Diskusi mengenai kedaulatan pangan di Indonesia Timur sering kali terjebak dalam dikotomi yang tajam antara modernitas dan tradisi. Di satu sisi, pemerintah gencar mendorong ekpansi komoditas serealia seperti Padi Gogo untuk mengejar swasembada beras nasional. Di sisi lain, masyarakat adat dan para pemerhati lingkungan bersikeras bahwa Sagu adalah jantung dari ketahanan pangan sejati di tanah Cenderawasih. Pertentangan ini bukan sekadar masalah pemilihan jenis tanaman, melainkan sebuah “perang ideologi pangan” yang menentukan masa depan ekosistem dan budaya. Di tengah pusaran konflik kepentingan ini, Politeknik Pertanian Yasanto hadir sebagai institusi pendidikan yang berupaya menyeimbangkan kemajuan teknologi pertanian dengan misi luhur menjaga Identitas Genetik Papua.

Padi Gogo: Upaya Nasional Menuju Penyeragaman Konsumsi
Padi Gogo merupakan varietas padi yang ditanam di lahan kering tanpa memerlukan irigasi yang intensif seperti padi sawah pada umumnya.
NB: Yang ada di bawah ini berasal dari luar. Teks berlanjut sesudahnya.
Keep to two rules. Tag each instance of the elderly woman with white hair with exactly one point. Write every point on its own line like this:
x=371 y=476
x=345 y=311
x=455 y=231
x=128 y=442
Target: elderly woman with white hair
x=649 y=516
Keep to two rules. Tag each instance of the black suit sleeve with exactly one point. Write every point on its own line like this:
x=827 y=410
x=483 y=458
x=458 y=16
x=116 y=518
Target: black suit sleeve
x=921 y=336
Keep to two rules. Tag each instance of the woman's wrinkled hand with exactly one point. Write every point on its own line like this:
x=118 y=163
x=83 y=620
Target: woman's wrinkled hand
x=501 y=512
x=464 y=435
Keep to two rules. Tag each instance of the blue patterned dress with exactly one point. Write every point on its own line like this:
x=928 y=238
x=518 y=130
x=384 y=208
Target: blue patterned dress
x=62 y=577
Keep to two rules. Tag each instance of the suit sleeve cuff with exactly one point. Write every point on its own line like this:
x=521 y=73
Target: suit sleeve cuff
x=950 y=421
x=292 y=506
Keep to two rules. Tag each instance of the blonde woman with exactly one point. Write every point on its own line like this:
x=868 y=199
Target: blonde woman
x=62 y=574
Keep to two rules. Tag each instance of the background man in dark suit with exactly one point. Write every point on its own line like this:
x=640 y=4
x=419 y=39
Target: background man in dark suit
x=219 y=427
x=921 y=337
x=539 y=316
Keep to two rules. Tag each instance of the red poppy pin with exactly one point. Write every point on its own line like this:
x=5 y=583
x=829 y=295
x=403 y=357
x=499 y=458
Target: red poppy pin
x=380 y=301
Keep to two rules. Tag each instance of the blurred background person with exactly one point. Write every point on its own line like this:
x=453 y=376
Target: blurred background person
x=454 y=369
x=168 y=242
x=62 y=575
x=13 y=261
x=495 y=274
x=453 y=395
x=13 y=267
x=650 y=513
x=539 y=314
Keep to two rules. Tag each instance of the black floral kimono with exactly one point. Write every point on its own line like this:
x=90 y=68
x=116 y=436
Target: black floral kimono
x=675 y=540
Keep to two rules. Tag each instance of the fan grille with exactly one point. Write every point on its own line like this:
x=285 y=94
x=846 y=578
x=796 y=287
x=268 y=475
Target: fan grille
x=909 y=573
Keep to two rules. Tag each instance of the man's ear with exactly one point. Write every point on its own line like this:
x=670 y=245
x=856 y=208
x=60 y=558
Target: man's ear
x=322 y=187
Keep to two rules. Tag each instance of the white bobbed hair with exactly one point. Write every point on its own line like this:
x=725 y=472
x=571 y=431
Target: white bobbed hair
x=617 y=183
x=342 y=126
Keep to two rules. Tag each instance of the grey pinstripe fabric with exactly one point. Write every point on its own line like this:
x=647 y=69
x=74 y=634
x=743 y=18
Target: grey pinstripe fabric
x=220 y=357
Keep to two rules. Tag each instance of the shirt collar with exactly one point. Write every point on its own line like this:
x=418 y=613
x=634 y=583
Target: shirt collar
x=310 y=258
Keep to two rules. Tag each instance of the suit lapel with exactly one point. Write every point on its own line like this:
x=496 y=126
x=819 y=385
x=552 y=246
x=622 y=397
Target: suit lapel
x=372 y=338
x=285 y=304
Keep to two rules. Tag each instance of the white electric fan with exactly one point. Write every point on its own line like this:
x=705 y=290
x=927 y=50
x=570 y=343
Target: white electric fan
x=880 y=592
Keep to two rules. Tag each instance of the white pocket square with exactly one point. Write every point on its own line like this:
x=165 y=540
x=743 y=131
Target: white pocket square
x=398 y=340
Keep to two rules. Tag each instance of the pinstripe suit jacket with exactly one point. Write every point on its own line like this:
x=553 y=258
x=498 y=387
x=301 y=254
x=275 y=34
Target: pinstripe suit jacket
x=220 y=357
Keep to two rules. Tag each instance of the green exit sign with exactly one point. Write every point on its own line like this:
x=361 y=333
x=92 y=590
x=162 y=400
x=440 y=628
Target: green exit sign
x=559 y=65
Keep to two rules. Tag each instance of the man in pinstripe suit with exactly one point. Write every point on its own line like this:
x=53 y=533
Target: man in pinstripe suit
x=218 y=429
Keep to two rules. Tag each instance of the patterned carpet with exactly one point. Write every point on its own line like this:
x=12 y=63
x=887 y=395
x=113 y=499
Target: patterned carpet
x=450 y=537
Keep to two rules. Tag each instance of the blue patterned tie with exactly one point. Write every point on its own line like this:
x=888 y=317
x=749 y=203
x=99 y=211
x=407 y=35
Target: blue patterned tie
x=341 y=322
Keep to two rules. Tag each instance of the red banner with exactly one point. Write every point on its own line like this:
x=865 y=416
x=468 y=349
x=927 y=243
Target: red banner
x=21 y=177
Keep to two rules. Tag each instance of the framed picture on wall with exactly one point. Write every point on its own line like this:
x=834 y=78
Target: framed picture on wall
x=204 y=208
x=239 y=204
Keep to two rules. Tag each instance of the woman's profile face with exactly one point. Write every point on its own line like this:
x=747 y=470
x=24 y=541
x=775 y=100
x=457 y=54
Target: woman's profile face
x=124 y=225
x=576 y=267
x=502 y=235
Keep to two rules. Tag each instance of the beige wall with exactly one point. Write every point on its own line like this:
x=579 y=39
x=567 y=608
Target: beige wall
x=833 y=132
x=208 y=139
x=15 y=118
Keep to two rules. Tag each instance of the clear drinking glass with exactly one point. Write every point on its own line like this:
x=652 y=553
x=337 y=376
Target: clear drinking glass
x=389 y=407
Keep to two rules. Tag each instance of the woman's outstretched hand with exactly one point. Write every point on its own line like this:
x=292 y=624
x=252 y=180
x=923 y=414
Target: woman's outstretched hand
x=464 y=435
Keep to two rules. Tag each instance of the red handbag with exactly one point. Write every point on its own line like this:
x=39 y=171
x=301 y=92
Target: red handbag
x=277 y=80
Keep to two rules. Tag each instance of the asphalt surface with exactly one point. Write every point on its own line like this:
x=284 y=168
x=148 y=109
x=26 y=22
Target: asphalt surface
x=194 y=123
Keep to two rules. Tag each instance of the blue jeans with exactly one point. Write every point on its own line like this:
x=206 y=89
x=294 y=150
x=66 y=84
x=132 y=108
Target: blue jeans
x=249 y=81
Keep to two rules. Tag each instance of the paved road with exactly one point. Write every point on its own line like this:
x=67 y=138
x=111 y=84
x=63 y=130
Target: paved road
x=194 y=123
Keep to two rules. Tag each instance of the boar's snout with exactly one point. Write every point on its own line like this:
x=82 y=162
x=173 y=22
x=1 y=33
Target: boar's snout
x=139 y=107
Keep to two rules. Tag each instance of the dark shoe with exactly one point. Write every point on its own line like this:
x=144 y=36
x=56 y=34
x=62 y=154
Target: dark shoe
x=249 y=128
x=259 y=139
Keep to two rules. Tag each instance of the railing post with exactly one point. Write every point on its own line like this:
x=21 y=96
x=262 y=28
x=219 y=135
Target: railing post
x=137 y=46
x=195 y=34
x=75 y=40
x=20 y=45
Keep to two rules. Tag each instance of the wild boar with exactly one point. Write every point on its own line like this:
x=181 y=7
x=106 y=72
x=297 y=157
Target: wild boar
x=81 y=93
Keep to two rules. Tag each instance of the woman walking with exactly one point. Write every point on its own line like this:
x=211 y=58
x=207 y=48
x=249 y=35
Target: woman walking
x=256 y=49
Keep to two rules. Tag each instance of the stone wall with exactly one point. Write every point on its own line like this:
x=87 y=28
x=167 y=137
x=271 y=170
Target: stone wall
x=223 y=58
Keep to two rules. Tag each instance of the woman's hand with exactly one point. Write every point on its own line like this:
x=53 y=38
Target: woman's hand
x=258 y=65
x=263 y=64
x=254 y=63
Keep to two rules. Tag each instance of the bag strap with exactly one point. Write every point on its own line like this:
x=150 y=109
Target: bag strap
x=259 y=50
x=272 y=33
Kehadirannya di Papua dipromosikan sebagai solusi praktis untuk mengurangi ketergantungan wilayah tersebut terhadap pasokan beras dari luar pulau. Secara teknis, pengembangan varietas ini memang memungkinkan pemanfaatan lahan-lahan marjinal yang luas di daratan Papua.
Namun, pengenalan Padi Gogo secara masif membawa konsekuensi ideologis. Beras sering kali diposisikan sebagai komoditas “modern” dan “berkelas,” yang secara perlahan menggeser pola makan lokal. Mahasiswa di Politeknik Pertanian Yasanto diajak untuk melihat fenomena ini secara kritis: apakah adopsi tanaman baru ini akan memperkuat ketahanan pangan atau justru menciptakan ketergantungan baru pada benih hibrida dan pupuk kimia yang harus didatangkan dari luar?
Sagu: Simbol Peradaban dan Identitas Genetik Papua
Berbeda dengan padi yang membutuhkan intervensi manusia secara intensif, Sagu adalah anugerah alam yang tumbuh subur di rawa-rawa Papua tanpa perlu pemupukan kimiawi. Bagi masyarakat asli, pohon ini adalah “pohon kehidupan.” Sagu bukan hanya sumber karbohidrat, melainkan simbol yang menyatukan manusia dengan hutannya. Keberagaman jenisnya yang mencapai puluhan varietas di tanah Papua merupakan aset luar biasa yang membentuk Identitas Genetik Papua.
Di Politeknik Pertanian Yasanto, pentingnya pelestarian plasma nutfah lokal menjadi materi inti. Tanaman ini memiliki ketahanan yang luar biasa terhadap perubahan iklim dan serangan hama, yang secara genetik jauh lebih unggul dibandingkan tanaman pangan introduksi. Jika hutan-hutan ini dikonversi menjadi lahan pertanian monokultur, maka kita tidak hanya kehilangan sumber pangan, tetapi juga kehilangan jejak sejarah biologis yang telah ada selama ribuan tahun.
Peran Politeknik Pertanian Yasanto sebagai Benteng Pertahanan Lokal
Sebagai lembaga pendidikan tinggi yang berakar kuat di wilayah timur, Politeknik Pertanian Yasanto menyadari bahwa pendidikan pertanian tidak boleh mencabut mahasiswa dari akar budayanya. Peran institusi ini sangat krusial dalam melakukan riset terapan yang berfokus pada pemuliaan tanaman lokal. Bukan hanya mengajarkan cara menanam Padi Gogo yang efisien, kampus ini juga melakukan dokumentasi ilmiah terhadap berbagai aksesi Sagu yang mulai langka.
Para dosen dan peneliti di Politeknik Pertanian Yasanto berupaya memberikan pemahaman bahwa kemajuan teknologi tidak selalu berarti harus mengganti apa yang sudah ada. Sebaliknya, teknologi harus digunakan untuk meningkatkan nilai tambah Sagu, misalnya melalui mekanisasi proses pemanenan dan pengolahan tepung yang lebih higienis, sehingga produk lokal ini mampu bersaing dengan beras di pasar modern.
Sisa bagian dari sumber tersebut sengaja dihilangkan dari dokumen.